Dynamic Object-aware SLAM (DOS) exploits object-level information to enable robust motion estimation in dynamic environments. It has attracted increasing attention with the recent success of learning-based models. Existing methods mainly focus on identifying and excluding dynamic objects from the optimization. In this work, we show that feature-based visual SLAM systems can also benefit from the presence of dynamic articulated objects by taking advantage of two observations:
- The 3D structure of an articulated object remains consistent over time;
- The points on the same object follow the same motion.
In particular, we present AirDOS, a dynamic object-aware system that introduces rigidity and motion constraints to model articulated objects. By jointly optimizing the camera pose, object motion, and the object 3D structure, we can rectify the camera pose estimation, preventing tracking lost, and generate 4D spatio-temporal maps for both dynamic objects and static scenes.
We extend the simple rigid objects to general articulated objects, which are defined as objects composed of one or more rigid parts connected by joints allowing rotational or translational motion, e.g., vehicles and humans, and utilize the properties of articulated objects to improve the camera pose estimation.
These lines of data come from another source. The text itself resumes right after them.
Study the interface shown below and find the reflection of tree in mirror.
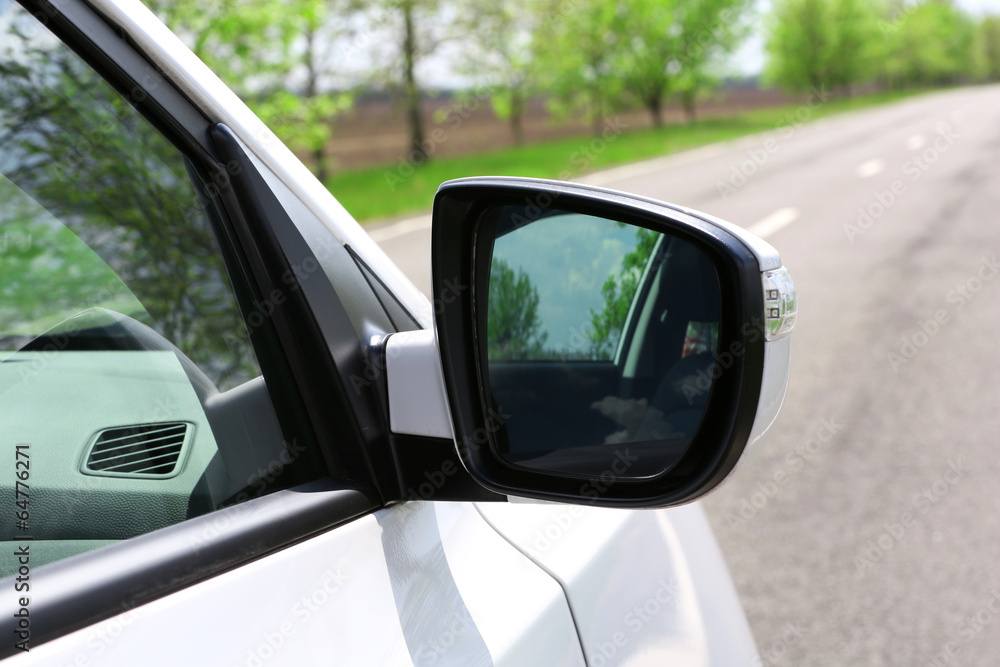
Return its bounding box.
[590,223,659,359]
[0,6,259,388]
[486,258,548,361]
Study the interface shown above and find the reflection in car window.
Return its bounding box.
[487,213,660,361]
[0,0,259,389]
[0,0,302,577]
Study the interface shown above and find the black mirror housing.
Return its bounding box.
[431,178,796,507]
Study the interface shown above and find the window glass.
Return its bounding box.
[0,0,299,576]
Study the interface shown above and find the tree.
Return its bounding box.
[979,16,1000,81]
[369,0,445,164]
[534,0,627,135]
[152,0,355,181]
[455,0,541,145]
[0,19,258,389]
[766,0,880,92]
[674,0,753,123]
[590,223,659,359]
[619,0,681,127]
[885,0,976,86]
[486,258,548,361]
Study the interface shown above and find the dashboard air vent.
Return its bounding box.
[83,422,191,478]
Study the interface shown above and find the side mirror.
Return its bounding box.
[400,178,797,507]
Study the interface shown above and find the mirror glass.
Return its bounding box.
[485,206,720,480]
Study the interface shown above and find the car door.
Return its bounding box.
[0,0,583,665]
[0,0,753,665]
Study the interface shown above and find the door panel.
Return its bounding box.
[10,502,584,667]
[476,503,755,667]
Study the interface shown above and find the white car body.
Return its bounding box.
[3,0,759,667]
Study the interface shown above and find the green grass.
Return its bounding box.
[326,91,928,221]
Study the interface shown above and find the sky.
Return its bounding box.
[419,0,1000,88]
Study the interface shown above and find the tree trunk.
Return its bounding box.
[590,88,604,137]
[646,95,663,127]
[681,89,698,125]
[510,88,525,146]
[313,148,329,185]
[403,2,430,164]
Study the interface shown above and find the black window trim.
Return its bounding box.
[0,479,376,660]
[0,0,385,659]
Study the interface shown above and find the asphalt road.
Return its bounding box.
[375,87,1000,667]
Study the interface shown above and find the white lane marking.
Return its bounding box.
[747,206,799,239]
[368,215,431,243]
[573,143,732,186]
[858,158,885,178]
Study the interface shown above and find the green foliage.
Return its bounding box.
[325,91,924,220]
[765,0,881,91]
[534,0,630,134]
[453,0,541,145]
[0,20,258,388]
[977,16,1000,81]
[590,227,660,359]
[884,0,977,86]
[766,0,988,91]
[486,258,548,361]
[150,0,355,180]
[673,0,753,121]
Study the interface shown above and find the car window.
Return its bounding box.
[0,0,312,576]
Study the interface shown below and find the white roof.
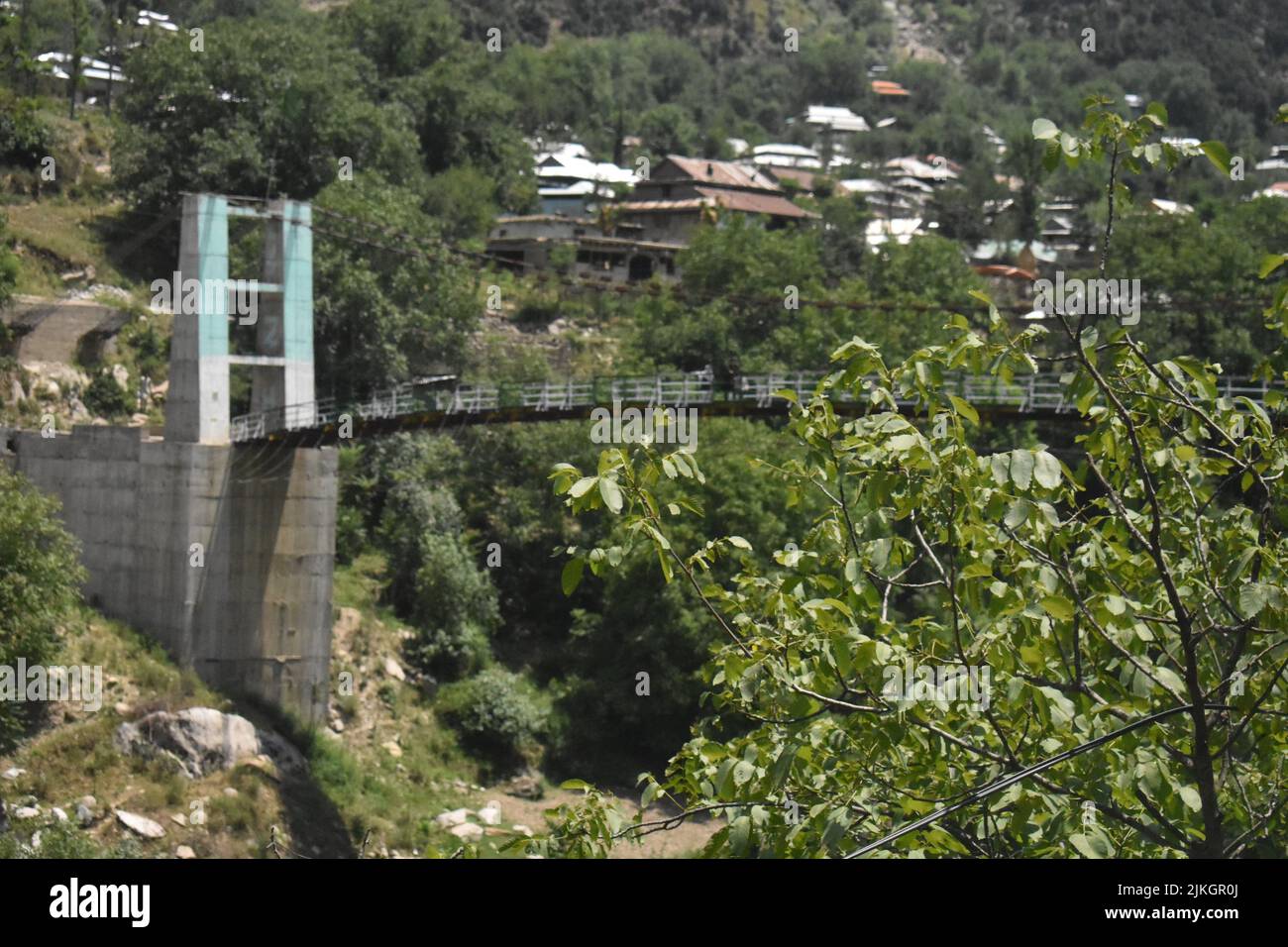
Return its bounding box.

We jointly optimize the 3D structural information and the motion of articulated objects. To this end, we introduce
(1) a rigidity constraint, which assumes that the distance between any two points located on the same rigid part remains constant over time, and
(2) a motion constraint, which assumes that feature points on the same rigid parts follow the same 3D motion. This allows us to build a 4D spatio-temporal map including both dynamic and static structures.